Non-Gaussian tension estimates

Cyrille Doux (cdoux@sas.upenn.edu), Marco Raveri (mraveri@sas.upenn.edu)

In this notebook we show how to compute the statistical significance of a parameter shift between two experiments, DES Y1 and Planck 18, with the two techniques discussed in Raveri and Doux (2021), arXiv:2105.03324.

In [1]:
# Show plots inline, and load main getdist plot module and samples class
%matplotlib inline
%config InlineBackend.figure_format = 'retina'
%load_ext autoreload
%autoreload 1
# import libraries:
import sys, os
sys.path.insert(0,os.path.realpath(os.path.join(os.getcwd(),'../..')))
from getdist import plots, MCSamples
from getdist.gaussian_mixtures import GaussianND
import getdist
getdist.chains.print_load_details = False
import scipy
import matplotlib.pyplot as plt
import IPython
from IPython.display import Markdown
import numpy as np
import seaborn as sns
# import the tensiometer tools that we need:
import tensiometer
from tensiometer import utilities
from tensiometer import gaussian_tension
from tensiometer import mcmc_tension

We start importing the chains and computing the parameter difference chain.
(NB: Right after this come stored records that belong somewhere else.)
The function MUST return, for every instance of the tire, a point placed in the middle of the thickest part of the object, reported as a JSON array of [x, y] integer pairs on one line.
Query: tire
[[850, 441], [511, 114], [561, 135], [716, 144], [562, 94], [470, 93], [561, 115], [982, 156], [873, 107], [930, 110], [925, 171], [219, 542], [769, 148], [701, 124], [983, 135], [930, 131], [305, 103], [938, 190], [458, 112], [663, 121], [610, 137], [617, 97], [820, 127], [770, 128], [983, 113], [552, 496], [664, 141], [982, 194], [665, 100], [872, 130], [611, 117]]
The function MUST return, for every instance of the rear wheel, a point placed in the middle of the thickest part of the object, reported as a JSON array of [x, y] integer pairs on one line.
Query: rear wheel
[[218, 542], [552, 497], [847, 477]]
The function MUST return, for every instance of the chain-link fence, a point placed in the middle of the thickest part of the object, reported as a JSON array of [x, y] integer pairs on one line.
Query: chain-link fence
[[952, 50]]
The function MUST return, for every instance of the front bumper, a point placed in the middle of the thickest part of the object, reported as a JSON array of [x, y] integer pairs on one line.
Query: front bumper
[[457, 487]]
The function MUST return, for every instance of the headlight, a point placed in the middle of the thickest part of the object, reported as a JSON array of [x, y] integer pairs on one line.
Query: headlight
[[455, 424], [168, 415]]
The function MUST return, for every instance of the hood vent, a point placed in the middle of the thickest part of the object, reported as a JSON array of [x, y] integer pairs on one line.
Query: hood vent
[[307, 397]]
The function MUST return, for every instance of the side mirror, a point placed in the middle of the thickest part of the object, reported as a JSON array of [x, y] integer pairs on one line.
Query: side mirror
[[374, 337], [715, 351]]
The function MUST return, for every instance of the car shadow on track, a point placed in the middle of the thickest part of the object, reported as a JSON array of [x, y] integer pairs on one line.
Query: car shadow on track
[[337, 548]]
We use the boost parameter to ensure that we enough samples for later.

In [2]:
# load the samples (remove no burn in since the example chains have already been cleaned):
chains_dir = './../../test_chains/'
# the Planck 2018 TTTEEE chain:
chain_1 = getdist.mcsamples.loadMCSamples(file_root=chains_dir+'Planck18TTTEEE', no_cache=True)
# the DES Y1 3x2 chain:
chain_2 = getdist.mcsamples.loadMCSamples(file_root=chains_dir+'DES', no_cache=True)
# the difference chain:
diff_chain = mcmc_tension.parameter_diff_chain(chain_1, chain_2, boost=4)

Now we do a sanity check plot:

In [3]:
param_names = diff_chain.getParamNames().getRunningNames()
g = plots.get_subplot_plotter()
g.triangle_plot([diff_chain], params=param_names, filled=True, markers={_p:0 for _p in param_names})

Looks non-Gaussian uh? Let's see below how to cope with this!

Normalizing flow estimate of parameter shifts:

The code provides a helper function, tensiometer.mcmc_tension.flow_parameter_shift(diff_chain), to create the model, train it and compute the shift significance. However, we will do these three steps manually to do some fine tuning and demonstrate some functionalities.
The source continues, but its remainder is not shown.